La fumée nous incommodait au plus haut degré; elle était si épaisse, attendu que nous manquions totalement de bois sec, qu'il fallait renoncer à nous chauffer et même à allumer du feu pour les besoins de la cuisine. Nous nous contentions de vivre de laitage, et nous nous bornions, à de longs intervalles, à faire du manioc ou à rôtir quelques morceaux de viande salée.

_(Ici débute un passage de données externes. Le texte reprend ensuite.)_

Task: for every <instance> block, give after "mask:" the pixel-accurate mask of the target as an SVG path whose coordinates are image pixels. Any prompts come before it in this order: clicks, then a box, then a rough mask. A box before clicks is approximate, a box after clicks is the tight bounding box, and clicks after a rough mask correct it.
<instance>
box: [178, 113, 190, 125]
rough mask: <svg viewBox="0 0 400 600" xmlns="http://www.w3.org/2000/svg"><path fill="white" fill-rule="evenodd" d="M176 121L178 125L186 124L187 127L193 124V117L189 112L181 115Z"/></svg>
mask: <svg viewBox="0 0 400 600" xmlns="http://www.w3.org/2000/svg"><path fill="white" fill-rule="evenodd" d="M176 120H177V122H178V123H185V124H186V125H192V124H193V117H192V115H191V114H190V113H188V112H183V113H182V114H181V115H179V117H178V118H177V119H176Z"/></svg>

Nos journées s'écoulaient au milieu de travaux qui étaient toujours les mêmes. Le soin des bestiaux occupait la matinée, puis nous faisions du manioc. La nuit arrivait de bonne heure, amenée par l'obscurité croissante du ciel, augmentée encore par l'épaisseur du feuillage de l'arbre. La famille alors se réunissait autour d'une grosse bougie: la mère soignait le linge; j'écrivais mon journal, Ernest en recopiait les feuillets; Fritz et Jack enseignaient à lire et à écrire à Franz, ou bien dessinaient les plantes et les animaux qu'ils avaient remarqués dans leurs excursions. Enfin une prière de reconnaissance terminait dignement notre journée.

Quelquefois nous avions le bonheur d'avoir un peu moins de vent; alors nous nous hâtions de faire rôtir soit un poulet, soit un pingouin pris dans le ruisseau: tous les quatre à cinq jours nous faisions le beurre, qui était pour nous un vrai régal. Ces petits incidents, qui rompaient la monotonie de notre existence, étaient pour nous de véritables fêtes. Le manque de fourrage fut cause que je m'applaudis de la détermination que j'avais prise relativement aux animaux originaires du pays: nous n'aurions jamais pu les nourrir; nous avions déjà tant d'animaux domestiques, que nous étions fort en peine.

Nous passions nos journées à la fenêtre, les yeux tournés vers l'horizon, attendant sans cesse une éclaircie. Ma femme elle-même, malgré sa prédilection pour Falken-Horst, commençait à s'impatienter et me demandait de construire pendant la belle saison une maison solide qui nous abritât un peu mieux l'hiver suivant. Falken-Horst devait être toujours, suivant elle, notre habitation d'été; mais la triste expérience que nous faisions nous prouvait la nécessité d'une maison d'hiver.

Nous étions tous de son avis; Fritz me rappela alors Robinson Crusoé, qui avait trouvé une grotte dans un rocher, et nous engagea à aller chercher parmi les rochers de la côte un abri solide où nous pussions trouver, comme lui, cave, salle à manger, etc., quand les pluies auraient cessé. Nous avions le temps de mûrir cette idée, car la mauvaise saison continuait dans toute sa rigueur.

Ma femme me tourmentait depuis longtemps pour lui faire un battoir et un peigne, que son lin lui rendait indispensables. La confection de ces deux instruments nous occupa pendant les derniers jours de notre obscure retraite. Si le battoir fut facile à installer, il n'en fut pas de même du peigne, qui me coûta beaucoup de peines. Deux plaques de fer-blanc percées d'un grand nombre de trous par lesquels je fis passer des clous arrondis à la pointe et fixés par du plomb coulé sur les plaques, dont j'avais relevé les bords, me fournirent un outil peu facile à manier, il est vrai, mais cependant convenable à l'emploi que nous voulions en faire, et ma pauvre femme, en le recevant avec reconnaissance, se rappelait ces heureuses années où, établie auprès de son feu, elle préparait son lin et tout ce qui lui était nécessaire.